I dreaded visiting days, especially with the uncertainty of anyone from my immediate family coming. I often sat awkwardly with my cousins, feeling like an outsider until my newfound friend, Sophy-Cate, extended her invitation. Her father spoke fluent English, which made me feel at ease and at home. We even spent half-term breaks at her house. On one such visit, while reaching for my shoes under a bed, I got stung by a scorpion, leaving a lasting mark on my right index finger. Fortunately, a remedy called "Maendeleo ya Wanawake" swiftly cured the injury. The warm hospitality, the scent of fresh cow dung, and the crowing of the roosters left an indelible mark on my heart. 

Participating in field games at school was never my forte. My growing behind made running on the track a daunting task. I found solace in writing stories, singing hymns, or immersing myself in the pages of a good novel. Mills and Boons was my favorite. My vacations were spent mostly indoors like a butterfly cocooned away. I gradually lost touch with everyone and became a stranger to my neighbors. The boys had grown taller, sprouting beards, while I had grown increasingly reserved, shying away from everyone except to attend church with my family. 

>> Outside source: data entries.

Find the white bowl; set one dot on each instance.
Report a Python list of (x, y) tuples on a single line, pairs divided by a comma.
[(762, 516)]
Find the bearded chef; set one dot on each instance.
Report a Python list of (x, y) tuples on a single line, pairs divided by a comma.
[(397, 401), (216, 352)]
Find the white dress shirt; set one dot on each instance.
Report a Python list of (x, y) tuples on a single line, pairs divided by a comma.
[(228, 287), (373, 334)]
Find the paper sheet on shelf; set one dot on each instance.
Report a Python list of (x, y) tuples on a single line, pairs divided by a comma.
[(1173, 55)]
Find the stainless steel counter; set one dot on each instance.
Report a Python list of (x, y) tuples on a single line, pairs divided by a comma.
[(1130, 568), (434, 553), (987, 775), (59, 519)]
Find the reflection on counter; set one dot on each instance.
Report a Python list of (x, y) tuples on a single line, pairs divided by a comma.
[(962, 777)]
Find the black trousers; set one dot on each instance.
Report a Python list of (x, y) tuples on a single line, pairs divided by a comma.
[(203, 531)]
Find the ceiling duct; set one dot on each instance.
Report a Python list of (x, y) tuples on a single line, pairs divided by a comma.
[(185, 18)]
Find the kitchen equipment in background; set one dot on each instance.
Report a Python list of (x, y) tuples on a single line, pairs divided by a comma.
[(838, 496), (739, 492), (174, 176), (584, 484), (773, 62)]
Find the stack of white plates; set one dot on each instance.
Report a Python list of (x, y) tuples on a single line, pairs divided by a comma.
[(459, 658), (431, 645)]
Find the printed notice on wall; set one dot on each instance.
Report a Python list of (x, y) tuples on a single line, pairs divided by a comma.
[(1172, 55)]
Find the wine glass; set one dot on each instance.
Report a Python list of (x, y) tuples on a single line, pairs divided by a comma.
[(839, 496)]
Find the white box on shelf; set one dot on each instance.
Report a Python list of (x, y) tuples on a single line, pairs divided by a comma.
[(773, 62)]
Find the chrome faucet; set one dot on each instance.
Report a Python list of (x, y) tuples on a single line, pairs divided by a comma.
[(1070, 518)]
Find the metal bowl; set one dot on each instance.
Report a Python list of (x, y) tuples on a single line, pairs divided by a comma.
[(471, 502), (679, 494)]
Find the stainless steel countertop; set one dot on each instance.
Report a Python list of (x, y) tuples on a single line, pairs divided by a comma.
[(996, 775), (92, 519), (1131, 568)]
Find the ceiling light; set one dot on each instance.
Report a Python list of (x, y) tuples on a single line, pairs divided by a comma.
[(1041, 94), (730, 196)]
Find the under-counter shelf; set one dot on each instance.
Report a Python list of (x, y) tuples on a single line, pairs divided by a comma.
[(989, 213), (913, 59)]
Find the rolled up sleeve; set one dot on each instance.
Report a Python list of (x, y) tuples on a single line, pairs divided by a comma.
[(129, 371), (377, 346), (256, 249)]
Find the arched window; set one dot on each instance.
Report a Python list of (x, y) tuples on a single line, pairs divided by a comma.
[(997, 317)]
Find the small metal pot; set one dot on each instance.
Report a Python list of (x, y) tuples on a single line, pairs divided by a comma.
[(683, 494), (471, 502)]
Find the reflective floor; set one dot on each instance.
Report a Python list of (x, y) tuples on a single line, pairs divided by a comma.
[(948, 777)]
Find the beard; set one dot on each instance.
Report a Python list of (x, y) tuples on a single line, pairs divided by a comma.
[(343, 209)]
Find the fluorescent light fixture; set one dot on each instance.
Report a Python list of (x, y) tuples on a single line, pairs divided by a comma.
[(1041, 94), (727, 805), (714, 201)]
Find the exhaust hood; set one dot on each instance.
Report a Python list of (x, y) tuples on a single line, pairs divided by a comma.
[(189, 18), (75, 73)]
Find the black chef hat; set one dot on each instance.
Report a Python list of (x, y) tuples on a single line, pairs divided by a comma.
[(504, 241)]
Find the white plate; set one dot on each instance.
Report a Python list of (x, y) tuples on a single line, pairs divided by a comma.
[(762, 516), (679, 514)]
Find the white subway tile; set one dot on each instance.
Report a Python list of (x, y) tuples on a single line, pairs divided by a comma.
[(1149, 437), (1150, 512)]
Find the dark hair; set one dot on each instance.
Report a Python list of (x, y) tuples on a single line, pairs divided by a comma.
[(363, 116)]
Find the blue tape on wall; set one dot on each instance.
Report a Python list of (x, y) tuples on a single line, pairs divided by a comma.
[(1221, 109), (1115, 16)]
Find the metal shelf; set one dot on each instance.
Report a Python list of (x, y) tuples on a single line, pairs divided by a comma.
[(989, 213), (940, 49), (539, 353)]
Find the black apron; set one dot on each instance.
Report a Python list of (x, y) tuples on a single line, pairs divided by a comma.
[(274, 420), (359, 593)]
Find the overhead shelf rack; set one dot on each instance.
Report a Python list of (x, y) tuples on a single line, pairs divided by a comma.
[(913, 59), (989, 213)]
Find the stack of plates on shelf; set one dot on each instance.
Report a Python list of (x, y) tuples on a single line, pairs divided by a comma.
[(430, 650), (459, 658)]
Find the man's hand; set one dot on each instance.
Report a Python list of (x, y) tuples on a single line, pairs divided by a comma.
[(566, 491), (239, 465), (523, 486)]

They became protective of me and understood my reluctance to visit the bustling marketplace. So, I took charge of cooking and cleaning without expecting any assistance. I had a well-practiced routine until the vacation ended, and I was back in school again, always sporting a freshly shaved head and enough supplies to last three months. Despite my pleas to transfer back to schools in Nairobi being ignored, my determination to assimilate took over.